В душе девушки происходила тяжелая борьба. Предчувствие подсказывало ей, что Богес хочет обмануть ее; внутренний голос нашептывал ей, чтобы она отказалась от свидания со своим возлюбленным; доброе начало и осторожность брали верх в ее сердце, но только она хотела воскликнуть: 'Скажи ему, что я не приму его', - как ее взгляд упал на ленточку, которую она когда-то вышила для прекрасного мальчика. Отрадные картины детства, краткие мгновения одуряющих восторгов любви с быстротой молнии промелькнули в ее памяти; любовь, необдуманность, влечение к любимому человеку одержали верх над добродетелью, предчувствиями, осторожностью, и, прежде чем Богес докончил свою прощальную фразу, она бросилась к дому, как спугнутая лань, почти невольно крикнув:

- Я буду ждать его!

Быстрыми шагами шел Богес через цветущие аллеи висячих садов. У парапета высокого здания он остановился и осторожно отворил неприметную дверь. Она вела на потайную лестницу, которую хозяин здания, вероятно, велел сделать для того, чтобы прямо с берегов реки проходить незаметно в жилище своей жены через одну из огромных колонн, поддерживавших сады. Дверь легко вращалась на своих петлях, и после того, как Богес снова затворил ее и разбросал у ее нижнего обреза несколько пригоршней речных раковин, покрывавших аллеи сада, ее трудно было бы разглядеть даже тому, кто стал бы специально отыскивать ее. Евнух, по своей привычке, весело потирал свои унизанные кольцами руки и бормотал про себя:

- Теперь это должно удаться! Девушка попалась в ловушку, ее возлюбленный послушается моего намека, на старую лестницу можно пробраться; Нитетис заливается горькими слезами в этот радостный для всех день, голубая лилия расцветет завтра ночью... да, да, мой маленький план должен удаться! Прекрасная египетская кошечка, твои бархатные лапочки завтра запутаются в силках, которые поставит тебе бедный, презренный евнух, не имеющий права ничего приказывать тебе.

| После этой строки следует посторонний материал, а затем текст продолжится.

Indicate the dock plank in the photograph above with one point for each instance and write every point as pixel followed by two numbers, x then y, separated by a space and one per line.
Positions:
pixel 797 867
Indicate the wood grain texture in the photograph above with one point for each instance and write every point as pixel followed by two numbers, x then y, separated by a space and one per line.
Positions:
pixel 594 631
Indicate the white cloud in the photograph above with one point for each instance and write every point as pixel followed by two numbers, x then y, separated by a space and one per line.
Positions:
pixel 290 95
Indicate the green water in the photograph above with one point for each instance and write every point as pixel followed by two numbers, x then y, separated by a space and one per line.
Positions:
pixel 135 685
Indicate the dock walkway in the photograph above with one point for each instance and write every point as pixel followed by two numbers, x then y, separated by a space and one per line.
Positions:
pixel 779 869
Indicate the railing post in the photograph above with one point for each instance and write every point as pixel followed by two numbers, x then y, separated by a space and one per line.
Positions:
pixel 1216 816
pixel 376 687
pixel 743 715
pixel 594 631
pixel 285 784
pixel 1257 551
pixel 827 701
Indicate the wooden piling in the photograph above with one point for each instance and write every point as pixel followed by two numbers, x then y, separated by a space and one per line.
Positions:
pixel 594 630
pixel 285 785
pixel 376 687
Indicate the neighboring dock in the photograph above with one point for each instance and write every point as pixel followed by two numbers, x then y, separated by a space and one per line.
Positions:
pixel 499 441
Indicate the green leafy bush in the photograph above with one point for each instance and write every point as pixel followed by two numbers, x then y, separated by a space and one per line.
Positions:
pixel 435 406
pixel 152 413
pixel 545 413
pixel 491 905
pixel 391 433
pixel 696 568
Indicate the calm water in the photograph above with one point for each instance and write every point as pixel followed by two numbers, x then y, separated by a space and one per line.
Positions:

При этих словах злобный огонек сверкнул в глазах надзирателя гарема.

На большой садовой лестнице он встретился с евнухом Нериглиссаром, который жил в висячих садах в должности главного садовника.

- Что поделывает голубая лилия? - спросил он у него.

- Она распускается великолепно! - воскликнул садовник, с восторгом вспоминая о своем любимом детище. - Завтра, как только взойдет звезда Тистар, она, как я уже говорил тебе, будет красоваться во всем великолепии своего цветения! Моя госпожа, египтянка, будет несказанно обрадована, так как она любит цветы, и я прошу тебя сообщить также царю и Ахеменидам, что своими неусыпными трудами я довел это редкое растение до полного расцвета. В течение десяти лет цветок только одну ночь является в полном блеске своей красоты. Сообщи это благородным Ахеменидам и приведи их ко мне.

- Твое желание будет исполнено, - с улыбкой проговорил Богес. - На посещение царя тебе, разумеется, нечего рассчитывать, так как я предполагаю, что он не покажется в висячих садах до бракосочетания с египтянкой; но некоторые из Ахеменидов явятся непременно. Они такие пламенные любители садоводства и цветов, что не захотят лишить себя столь редкого зрелища. Может быть, мне удастся привести сюда и Креза; он не такой знаток цветоводства, как персы, помешанные на цветах, но зато самый усердный ценитель всего приятного для глаз.

- Ты уж только приведи его, - воскликнул садовник, - он будет благодарен тебе, так как моя царица ночи прекраснее всех цветов, когда-либо взращенных в царских садах! Ты ведь видел среди гладкого, как зеркало, бассейна бутон, окруженный венком из зеленых листьев; распустившись, он имеет вид голубой розы громадных размеров. Мой цветок...

Вдохновенный садовод хотел продолжать свой хвалебный гимн, но Богес, любезно раскланявшись, распростился с ним, спустился вниз по лестнице, сел в двухколесную колесницу, ожидавшую его, и приказал ожидавшему погонщику своих коней, увешанных кистями и колокольчиками, везти себя как можно скорей к воротам сада, окружавшего большое здание царского гарема.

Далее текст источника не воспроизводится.